Tomorrow I would sign the contract. I would lock myself into five more years of this carefully controlled life. I would become the captain they wanted me to be—stable and focused and controversy-free.
I would be the man who had chosen fear over love.
I closed my eyes. I tried not to think about the look on Theo’s face when he had asked if he was just a hookup. I tried not to think about the distance I’d created between us, cold and widening like a crack in the ice.
I tried not to think about how much easier it would be if I’d never let myself fall for him in the first place.
But it was too late for that.
I’d already fallen.
I just didn't have the courage to let him catch me.
9
Theo
The equipment room smelled like stale sweat, sharp enough to burn the back of my throat.
I stood in the doorway. I watched Luca unlace his skates methodically, like nothing had happened. Like the last three days hadn't been radio silence punctuated by clipped instructions during drills.
Like he hadn't told me he was falling for me and then disappeared.
"We need to talk." My voice came out steadier than I felt.
Luca’s hands stilled on the laces. "Callahan. Not here."

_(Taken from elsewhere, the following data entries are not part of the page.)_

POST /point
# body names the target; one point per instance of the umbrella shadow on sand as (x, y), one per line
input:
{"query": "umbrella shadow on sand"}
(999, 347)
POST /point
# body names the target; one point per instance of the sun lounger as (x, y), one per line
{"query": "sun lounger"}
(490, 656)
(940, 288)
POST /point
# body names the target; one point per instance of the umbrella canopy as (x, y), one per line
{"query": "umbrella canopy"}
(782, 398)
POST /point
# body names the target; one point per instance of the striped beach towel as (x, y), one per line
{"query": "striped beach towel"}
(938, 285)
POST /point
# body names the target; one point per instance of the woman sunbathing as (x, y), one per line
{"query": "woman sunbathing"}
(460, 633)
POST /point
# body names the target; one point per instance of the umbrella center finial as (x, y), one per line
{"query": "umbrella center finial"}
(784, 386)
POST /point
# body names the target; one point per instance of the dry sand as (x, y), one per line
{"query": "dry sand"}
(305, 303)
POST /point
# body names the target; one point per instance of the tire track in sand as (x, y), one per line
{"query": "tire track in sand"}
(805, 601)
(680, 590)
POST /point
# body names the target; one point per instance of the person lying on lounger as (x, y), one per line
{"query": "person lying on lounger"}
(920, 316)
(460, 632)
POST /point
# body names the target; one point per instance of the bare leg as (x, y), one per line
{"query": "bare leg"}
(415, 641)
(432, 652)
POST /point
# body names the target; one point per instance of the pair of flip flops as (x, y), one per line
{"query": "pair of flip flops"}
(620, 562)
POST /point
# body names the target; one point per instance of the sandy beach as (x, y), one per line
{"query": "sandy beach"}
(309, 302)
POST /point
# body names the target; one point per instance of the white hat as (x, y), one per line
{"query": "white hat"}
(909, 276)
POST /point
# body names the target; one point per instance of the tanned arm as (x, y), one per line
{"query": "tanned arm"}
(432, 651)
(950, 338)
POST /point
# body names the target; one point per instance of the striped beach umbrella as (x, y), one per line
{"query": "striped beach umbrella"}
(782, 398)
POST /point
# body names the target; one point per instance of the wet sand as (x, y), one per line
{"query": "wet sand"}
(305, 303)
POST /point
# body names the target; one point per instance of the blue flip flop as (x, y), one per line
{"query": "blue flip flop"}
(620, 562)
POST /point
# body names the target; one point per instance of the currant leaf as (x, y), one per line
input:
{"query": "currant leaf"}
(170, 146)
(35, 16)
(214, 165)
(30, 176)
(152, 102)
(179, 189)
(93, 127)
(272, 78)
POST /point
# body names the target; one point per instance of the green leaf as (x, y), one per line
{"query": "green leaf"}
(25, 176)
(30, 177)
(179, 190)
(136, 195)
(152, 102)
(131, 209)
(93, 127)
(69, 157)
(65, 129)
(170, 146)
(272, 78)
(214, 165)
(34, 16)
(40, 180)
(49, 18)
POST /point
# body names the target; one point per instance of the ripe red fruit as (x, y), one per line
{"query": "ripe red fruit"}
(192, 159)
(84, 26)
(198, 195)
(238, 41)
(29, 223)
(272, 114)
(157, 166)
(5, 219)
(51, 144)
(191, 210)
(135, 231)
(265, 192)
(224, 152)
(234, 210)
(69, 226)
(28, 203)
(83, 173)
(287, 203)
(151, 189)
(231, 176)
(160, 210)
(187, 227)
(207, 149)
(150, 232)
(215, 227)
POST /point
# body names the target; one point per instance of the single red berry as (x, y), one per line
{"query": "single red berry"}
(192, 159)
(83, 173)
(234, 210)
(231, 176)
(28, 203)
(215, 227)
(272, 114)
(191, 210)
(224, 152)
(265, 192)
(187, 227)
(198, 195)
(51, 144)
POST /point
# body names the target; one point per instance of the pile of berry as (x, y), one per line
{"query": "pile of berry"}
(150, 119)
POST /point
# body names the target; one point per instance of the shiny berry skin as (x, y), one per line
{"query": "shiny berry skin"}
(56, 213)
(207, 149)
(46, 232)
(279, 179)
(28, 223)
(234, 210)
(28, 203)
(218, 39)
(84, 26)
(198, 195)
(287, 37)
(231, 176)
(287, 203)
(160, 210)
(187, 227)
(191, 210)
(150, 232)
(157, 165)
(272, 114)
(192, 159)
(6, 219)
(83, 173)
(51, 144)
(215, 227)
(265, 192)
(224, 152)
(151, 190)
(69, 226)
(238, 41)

"Where, then? Your place? Oh wait—you won't answer my texts." I stepped inside and let the door swing shut behind me. The click of the latch felt final. "Three days, Luca. Three days of nothing."
He pulled off his skate with more force than necessary. "I’ve been busy."
"Bullshit."
That got his attention. His head snapped up. Those dark eyes met mine for the first time since the morning after. The morning after he had touched me like I mattered, kissed me like he meant it, told me things that cracked his armor wide open.
Then his agent called and everything changed.
"Watch your tone." The captain voice. Cold and distant.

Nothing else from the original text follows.